W/out your fixtures need to be about 6" off the water line..

*One can "power up" fairly cheap.* (on reflection good deal.)
https://www.digikey.com/product-det...c/CTM-22-6527-90-36-TW01/1214-1553-ND/8324689
adds $18.38 x 3 -45 = *$10.40*

Use 500mA drivers..same price
111W ...about 2 AI Primes and 10,323 lumens..


----------



## GeorgeTheGuppy (Jun 5, 2019)

OVT said:


> Do yourself a big favor and buy x2 AI Prime Freshwater. Explaining the reasons for my advise would take volumes.
> 
> https://premiumaquatics.com/category/led-aquarium-lighting.html - 5% coupon is the cheapest place I know.


Thanks for the link! 

Any chance you could satisfy my curiosity and give me the cliff notes on why using floodlights is a bad idea? The main reason I saw was chip degradation and failure over time, but both the lights I found were warrantied (the RGB one for 5 years).



jeffkrol said:


> https://www.digikey.com/product-det...c/CTM-18-6527-90-36-TW01/1214-1551-ND/8324687
> [email protected] $15 each.. Color tuneable from 27000-6500K $45
> 
> 
> ...


Thanks for the detailed list. I don't know if I want to do something that involved, but I'm interested in pursuing it.

How does the control aspect work? Would you just PWM the DC-DC converter for whichever channel you wanted to dim? 
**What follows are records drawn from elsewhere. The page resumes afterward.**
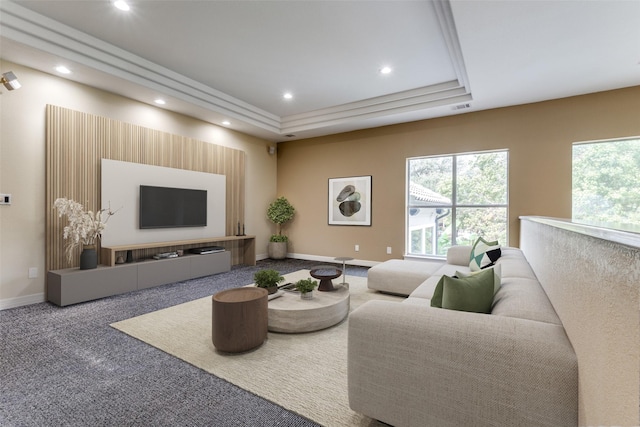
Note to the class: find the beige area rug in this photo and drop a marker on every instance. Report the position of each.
(307, 372)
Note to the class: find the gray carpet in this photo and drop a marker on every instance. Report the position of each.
(68, 367)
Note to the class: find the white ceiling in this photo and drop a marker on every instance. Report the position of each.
(233, 60)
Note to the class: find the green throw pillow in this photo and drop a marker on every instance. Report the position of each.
(484, 254)
(473, 293)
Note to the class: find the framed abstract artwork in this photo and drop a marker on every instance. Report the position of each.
(350, 201)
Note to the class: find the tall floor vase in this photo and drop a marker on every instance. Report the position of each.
(88, 257)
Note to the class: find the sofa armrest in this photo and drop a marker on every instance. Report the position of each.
(459, 255)
(421, 366)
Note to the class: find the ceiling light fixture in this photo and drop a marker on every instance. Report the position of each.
(122, 5)
(63, 70)
(10, 81)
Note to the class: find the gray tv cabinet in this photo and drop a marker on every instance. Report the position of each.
(72, 285)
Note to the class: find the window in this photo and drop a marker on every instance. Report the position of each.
(606, 182)
(452, 200)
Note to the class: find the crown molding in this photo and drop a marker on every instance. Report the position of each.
(39, 32)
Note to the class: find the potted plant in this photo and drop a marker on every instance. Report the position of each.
(268, 279)
(279, 212)
(306, 287)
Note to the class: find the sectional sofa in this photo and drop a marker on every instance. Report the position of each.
(411, 364)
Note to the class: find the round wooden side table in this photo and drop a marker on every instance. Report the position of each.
(239, 319)
(325, 273)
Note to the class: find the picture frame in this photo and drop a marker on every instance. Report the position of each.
(349, 201)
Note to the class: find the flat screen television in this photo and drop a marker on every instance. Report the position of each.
(166, 207)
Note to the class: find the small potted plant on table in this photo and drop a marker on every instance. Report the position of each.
(268, 279)
(306, 287)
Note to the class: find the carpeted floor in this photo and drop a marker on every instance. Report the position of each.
(68, 367)
(310, 369)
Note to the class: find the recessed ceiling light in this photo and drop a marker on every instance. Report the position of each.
(62, 69)
(122, 5)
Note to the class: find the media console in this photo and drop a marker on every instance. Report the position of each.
(246, 254)
(72, 285)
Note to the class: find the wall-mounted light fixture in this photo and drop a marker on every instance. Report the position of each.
(10, 81)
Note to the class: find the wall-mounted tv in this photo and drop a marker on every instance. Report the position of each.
(166, 207)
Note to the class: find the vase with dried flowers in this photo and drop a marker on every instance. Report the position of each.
(84, 228)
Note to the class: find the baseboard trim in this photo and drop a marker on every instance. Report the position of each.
(8, 303)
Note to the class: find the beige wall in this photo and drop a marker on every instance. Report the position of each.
(538, 137)
(22, 168)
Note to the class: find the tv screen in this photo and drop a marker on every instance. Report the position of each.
(166, 207)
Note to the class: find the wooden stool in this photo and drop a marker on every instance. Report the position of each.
(239, 319)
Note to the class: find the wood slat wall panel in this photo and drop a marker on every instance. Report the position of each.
(75, 144)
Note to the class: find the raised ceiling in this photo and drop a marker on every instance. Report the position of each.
(234, 60)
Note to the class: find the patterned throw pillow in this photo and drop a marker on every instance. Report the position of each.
(497, 276)
(484, 254)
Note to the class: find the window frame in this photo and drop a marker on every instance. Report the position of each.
(454, 206)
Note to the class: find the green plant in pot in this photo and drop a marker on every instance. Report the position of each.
(306, 287)
(280, 211)
(268, 279)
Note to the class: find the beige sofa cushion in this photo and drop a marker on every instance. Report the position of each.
(524, 299)
(425, 290)
(401, 277)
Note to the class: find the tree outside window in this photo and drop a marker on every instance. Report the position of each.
(454, 199)
(606, 183)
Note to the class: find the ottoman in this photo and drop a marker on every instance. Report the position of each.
(239, 319)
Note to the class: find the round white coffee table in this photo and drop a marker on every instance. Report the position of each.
(291, 314)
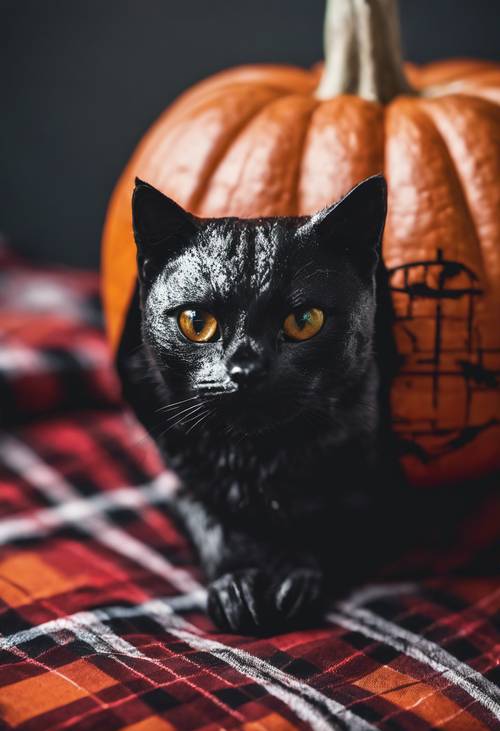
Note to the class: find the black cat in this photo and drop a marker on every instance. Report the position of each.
(263, 377)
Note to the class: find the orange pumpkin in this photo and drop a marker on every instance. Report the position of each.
(276, 140)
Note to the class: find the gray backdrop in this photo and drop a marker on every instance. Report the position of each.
(83, 79)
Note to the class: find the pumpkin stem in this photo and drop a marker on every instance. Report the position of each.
(363, 51)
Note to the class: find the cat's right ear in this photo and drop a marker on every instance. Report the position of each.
(161, 227)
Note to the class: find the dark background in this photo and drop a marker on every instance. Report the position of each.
(83, 79)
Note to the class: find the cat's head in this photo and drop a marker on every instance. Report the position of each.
(263, 321)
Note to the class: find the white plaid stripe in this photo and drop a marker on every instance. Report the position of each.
(352, 617)
(17, 456)
(76, 512)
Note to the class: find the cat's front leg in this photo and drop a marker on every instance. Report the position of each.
(261, 600)
(256, 585)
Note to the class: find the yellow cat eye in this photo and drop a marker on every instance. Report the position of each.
(199, 326)
(304, 324)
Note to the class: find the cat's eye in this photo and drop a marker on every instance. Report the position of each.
(199, 326)
(303, 324)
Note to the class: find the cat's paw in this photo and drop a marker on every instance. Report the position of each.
(236, 601)
(299, 595)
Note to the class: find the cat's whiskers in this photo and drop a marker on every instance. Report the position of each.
(176, 403)
(204, 416)
(184, 413)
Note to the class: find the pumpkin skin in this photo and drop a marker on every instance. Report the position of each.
(256, 141)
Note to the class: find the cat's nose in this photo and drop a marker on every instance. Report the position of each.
(247, 373)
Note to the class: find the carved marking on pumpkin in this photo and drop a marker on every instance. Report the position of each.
(463, 358)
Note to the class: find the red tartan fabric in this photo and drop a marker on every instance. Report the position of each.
(52, 353)
(102, 622)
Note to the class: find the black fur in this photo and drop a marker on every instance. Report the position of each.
(283, 474)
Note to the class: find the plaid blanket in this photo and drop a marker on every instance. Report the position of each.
(102, 605)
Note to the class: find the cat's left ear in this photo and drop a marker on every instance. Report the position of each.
(161, 227)
(355, 224)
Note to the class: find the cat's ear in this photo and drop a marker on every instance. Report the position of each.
(161, 227)
(355, 224)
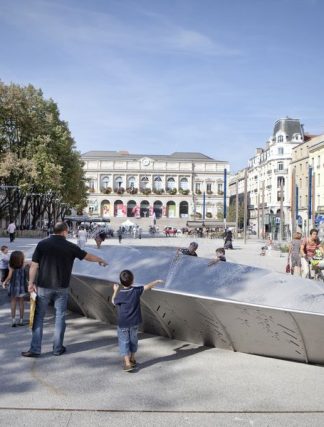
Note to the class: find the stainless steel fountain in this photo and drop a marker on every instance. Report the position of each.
(229, 306)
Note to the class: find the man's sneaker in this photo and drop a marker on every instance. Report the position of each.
(128, 368)
(62, 351)
(29, 353)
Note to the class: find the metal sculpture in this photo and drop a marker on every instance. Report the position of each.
(229, 306)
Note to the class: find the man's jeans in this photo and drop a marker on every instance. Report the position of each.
(44, 296)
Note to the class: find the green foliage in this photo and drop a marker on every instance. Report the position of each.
(38, 155)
I'm a little concerned about waterproofing and the longevity of the system. It looks like the LEDs just shine through a grate in that housing, so it seems like water could splash up in there. Also, I know heat can make more powerful LEDs crap out rather quickly (even if they have a heatsink) - do you know the longevity of such a system?
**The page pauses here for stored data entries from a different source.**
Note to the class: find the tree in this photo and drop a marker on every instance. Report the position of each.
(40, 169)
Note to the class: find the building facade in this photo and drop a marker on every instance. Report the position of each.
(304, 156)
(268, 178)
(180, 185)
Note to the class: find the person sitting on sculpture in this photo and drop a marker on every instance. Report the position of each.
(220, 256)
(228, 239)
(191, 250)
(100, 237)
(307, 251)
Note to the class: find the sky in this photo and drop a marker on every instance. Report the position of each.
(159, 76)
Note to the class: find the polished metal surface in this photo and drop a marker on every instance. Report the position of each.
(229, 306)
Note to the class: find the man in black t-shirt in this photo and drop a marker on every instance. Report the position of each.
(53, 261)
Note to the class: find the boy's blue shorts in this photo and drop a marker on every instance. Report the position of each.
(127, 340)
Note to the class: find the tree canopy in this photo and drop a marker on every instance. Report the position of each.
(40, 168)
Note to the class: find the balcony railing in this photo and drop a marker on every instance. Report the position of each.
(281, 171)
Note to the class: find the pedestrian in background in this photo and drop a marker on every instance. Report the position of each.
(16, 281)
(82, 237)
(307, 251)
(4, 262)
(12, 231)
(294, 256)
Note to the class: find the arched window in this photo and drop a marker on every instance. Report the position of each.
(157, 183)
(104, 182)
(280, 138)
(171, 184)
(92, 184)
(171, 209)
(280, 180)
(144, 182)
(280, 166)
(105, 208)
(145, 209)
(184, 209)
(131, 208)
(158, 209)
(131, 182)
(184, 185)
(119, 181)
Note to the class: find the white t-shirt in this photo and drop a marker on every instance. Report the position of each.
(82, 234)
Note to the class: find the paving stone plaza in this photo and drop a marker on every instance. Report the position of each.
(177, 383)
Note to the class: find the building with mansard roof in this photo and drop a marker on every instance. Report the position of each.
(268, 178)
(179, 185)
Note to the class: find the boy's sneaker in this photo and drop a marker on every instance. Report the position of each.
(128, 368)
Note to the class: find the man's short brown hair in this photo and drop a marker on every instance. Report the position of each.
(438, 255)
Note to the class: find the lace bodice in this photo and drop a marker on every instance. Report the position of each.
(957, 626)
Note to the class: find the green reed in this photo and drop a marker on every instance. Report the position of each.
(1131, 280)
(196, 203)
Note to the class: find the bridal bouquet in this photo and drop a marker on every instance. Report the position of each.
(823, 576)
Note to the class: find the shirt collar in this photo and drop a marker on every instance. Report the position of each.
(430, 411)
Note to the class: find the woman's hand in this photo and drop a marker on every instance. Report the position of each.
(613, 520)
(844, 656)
For a more minimal look, I'm thinking 6 of these could work well:
https://www.amazon.com/Light-Northp...+flood+light&qid=1559844125&s=gateway&sr=8-13

It says they have Cree LEDs, but I can't find which specific chip. 

Edit:
It looks to use the XLamp XBD. Out of their list of chips, it was the only one that looked like what I could see in the product picture of the Northpole light:









They list it as a 6000K light, so based on the datasheet I'm guessing it's the cool white variant, which ranges from 5000K-8300K. I doubt it would have the (I'm guessing more expensive) 70 or 80 CRI cool white chips. I'll see if I can find the spectrum/PAR.

Edit 2:
Bingo, the datasheet had it a little later on.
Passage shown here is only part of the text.